Publié le 2019-11-13 | Le Nouvelliste

Dans la Constitution de 1987, amendée récemment, il y a deux opérateurs publics chargés du développement économique, social et culturel : l’État et les Collectivités territoriales. Trop souvent, l’État haïtien (présidence, ministères, sénateurs et députés) s’est accaparé le pouvoir et les faibles moyens dont dispose la nation en excluant systématiquement les collectivités territoriales chargées de répondre aux besoins exprimés par les populations locales. Or, le changement de système « tabula rasa » signifie, d’un point de vue technique, le passage de l’action gouvernementale à l’action publique locale. Pour cela, il faut revoir la logique de la répartition budgétaire par rapport aux priorités établies en adoptant des principes budgétaires stratégiquement arrêtés. La « tabula rasa » et son rapport avec le « système de planification » en Haïti La notion « tabula rasa » est apparus dans les années 1530 et vient du latin « tablette éraflée », ou une tablette sur laquelle l’écriture a été effacée, selon le dictionnaire d’étymologie en ligne. Sa popularité a légèrement augmenté au cours de cette dernière décennie avec les mouvements sociaux tant dans le monde arabe qu’en Amérique latine. Le philosophe britannique du XVIIe siècle John Locke a écrit que l’esprit est une « tabula rasa » « jusqu’à ce que l’expérience sous forme de sensation et de réflexion fournît les matériaux de base — des idées simples — à partir desquelles sont construites la plupart de nos connaissances les plus complexes », selon Stanford — Encyclopédie de la philosophie.

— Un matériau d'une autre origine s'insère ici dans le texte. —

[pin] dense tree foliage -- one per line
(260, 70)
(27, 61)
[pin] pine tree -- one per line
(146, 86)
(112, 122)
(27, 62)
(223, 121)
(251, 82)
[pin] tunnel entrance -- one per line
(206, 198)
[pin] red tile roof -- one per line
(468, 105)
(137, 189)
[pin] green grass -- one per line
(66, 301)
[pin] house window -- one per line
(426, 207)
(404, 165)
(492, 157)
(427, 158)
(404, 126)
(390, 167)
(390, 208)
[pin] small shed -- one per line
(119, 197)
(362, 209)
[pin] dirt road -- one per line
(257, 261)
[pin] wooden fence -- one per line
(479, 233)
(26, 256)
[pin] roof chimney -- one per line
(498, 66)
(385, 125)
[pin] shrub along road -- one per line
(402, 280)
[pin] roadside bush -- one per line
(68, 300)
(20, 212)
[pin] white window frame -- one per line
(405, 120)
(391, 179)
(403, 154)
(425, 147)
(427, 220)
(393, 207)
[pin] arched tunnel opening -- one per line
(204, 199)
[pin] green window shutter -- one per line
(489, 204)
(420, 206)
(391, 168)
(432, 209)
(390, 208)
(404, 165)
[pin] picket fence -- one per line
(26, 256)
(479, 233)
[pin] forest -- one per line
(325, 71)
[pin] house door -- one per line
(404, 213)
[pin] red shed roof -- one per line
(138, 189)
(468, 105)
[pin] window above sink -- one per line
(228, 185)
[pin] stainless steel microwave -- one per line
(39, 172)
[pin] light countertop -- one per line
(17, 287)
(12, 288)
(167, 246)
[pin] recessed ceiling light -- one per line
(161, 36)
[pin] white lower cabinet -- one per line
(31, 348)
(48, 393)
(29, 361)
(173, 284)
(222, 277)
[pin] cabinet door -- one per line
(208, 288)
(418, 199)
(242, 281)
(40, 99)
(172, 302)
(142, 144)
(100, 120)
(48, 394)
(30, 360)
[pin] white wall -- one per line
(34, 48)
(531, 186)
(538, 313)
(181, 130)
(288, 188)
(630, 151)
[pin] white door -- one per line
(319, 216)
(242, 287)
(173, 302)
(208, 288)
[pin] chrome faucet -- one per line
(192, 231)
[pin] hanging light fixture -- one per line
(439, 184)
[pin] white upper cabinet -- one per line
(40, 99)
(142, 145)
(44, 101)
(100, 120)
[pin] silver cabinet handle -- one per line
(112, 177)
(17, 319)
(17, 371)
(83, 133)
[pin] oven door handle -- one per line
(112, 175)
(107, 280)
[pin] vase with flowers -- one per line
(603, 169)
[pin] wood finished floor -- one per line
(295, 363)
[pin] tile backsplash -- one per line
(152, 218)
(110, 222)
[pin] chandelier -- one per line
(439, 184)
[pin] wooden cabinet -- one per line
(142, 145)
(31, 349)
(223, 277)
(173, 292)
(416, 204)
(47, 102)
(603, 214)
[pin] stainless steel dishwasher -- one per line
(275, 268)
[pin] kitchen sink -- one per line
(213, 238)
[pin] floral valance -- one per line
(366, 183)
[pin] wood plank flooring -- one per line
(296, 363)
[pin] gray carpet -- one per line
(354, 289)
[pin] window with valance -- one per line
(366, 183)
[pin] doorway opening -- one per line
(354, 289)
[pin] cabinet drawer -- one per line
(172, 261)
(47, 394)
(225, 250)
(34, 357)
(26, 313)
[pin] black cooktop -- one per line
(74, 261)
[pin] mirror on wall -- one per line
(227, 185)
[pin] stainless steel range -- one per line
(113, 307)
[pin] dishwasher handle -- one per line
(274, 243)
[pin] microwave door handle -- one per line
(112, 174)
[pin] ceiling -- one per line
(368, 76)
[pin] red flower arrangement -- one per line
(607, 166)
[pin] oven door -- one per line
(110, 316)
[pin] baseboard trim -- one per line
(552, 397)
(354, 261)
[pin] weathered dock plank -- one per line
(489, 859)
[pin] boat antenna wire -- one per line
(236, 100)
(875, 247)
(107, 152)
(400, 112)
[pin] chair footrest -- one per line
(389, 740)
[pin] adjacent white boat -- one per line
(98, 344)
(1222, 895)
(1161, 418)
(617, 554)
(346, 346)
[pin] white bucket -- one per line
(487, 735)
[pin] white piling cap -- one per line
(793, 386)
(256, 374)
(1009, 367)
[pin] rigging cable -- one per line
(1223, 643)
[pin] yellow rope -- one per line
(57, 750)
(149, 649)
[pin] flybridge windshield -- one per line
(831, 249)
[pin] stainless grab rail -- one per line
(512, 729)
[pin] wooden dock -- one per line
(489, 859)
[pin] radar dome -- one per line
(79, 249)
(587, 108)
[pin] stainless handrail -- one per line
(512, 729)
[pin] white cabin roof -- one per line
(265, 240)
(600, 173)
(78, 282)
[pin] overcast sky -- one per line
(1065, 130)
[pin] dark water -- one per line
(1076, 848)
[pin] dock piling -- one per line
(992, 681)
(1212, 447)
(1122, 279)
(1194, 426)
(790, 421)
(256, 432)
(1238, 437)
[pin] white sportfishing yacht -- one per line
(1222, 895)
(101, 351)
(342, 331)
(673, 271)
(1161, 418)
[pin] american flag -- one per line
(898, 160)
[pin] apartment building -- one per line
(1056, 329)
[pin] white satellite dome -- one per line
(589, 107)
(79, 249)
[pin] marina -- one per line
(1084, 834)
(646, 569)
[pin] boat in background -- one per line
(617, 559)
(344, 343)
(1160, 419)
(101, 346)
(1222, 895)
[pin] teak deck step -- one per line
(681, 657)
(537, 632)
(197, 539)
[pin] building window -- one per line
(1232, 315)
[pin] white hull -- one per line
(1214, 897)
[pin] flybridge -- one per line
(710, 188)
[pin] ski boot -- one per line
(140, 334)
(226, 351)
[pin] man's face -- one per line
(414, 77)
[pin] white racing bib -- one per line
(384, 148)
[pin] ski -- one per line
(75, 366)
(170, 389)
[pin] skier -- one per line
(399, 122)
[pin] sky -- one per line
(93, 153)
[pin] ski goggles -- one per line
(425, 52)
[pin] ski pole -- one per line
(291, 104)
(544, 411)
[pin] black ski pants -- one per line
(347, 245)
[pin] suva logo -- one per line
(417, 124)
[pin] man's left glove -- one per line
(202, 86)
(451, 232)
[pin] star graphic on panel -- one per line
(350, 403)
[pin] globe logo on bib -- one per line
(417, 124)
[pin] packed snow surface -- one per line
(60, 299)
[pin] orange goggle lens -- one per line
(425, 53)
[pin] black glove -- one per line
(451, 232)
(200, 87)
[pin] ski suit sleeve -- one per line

Un système est un groupe d’entités interdépendantes qui forment un tout unifié. Un système est défini par ses limites spatiales et temporelles, entouré et influencé par son environnement. Il est décrit par sa structure et l’objectif exprimé dans son fonctionnement. Les systèmes sont les sujets d’étude de la théorie des systèmes. Un système politique est un système de politique et de gouvernement. Il est composé des membres d’une organisation sociale (groupe) qui sont au pouvoir. Un système politique est un système qui a nécessairement deux propriétés : un ensemble de composantes interdépendantes et des limites vers l’environnement avec lequel il interagit. Au sens plus large, toutefois, le terme englobe les formes réelles et prescrites de comportement politique, non seulement l’organisation juridique de l’État, mais aussi la réalité du fonctionnement de l’État. Ainsi, le système politique est vu comme un ensemble de processus d’interaction ou comme un sous-système du système social en interaction avec d’autres sous-systèmes apolitiques, comme le système économique.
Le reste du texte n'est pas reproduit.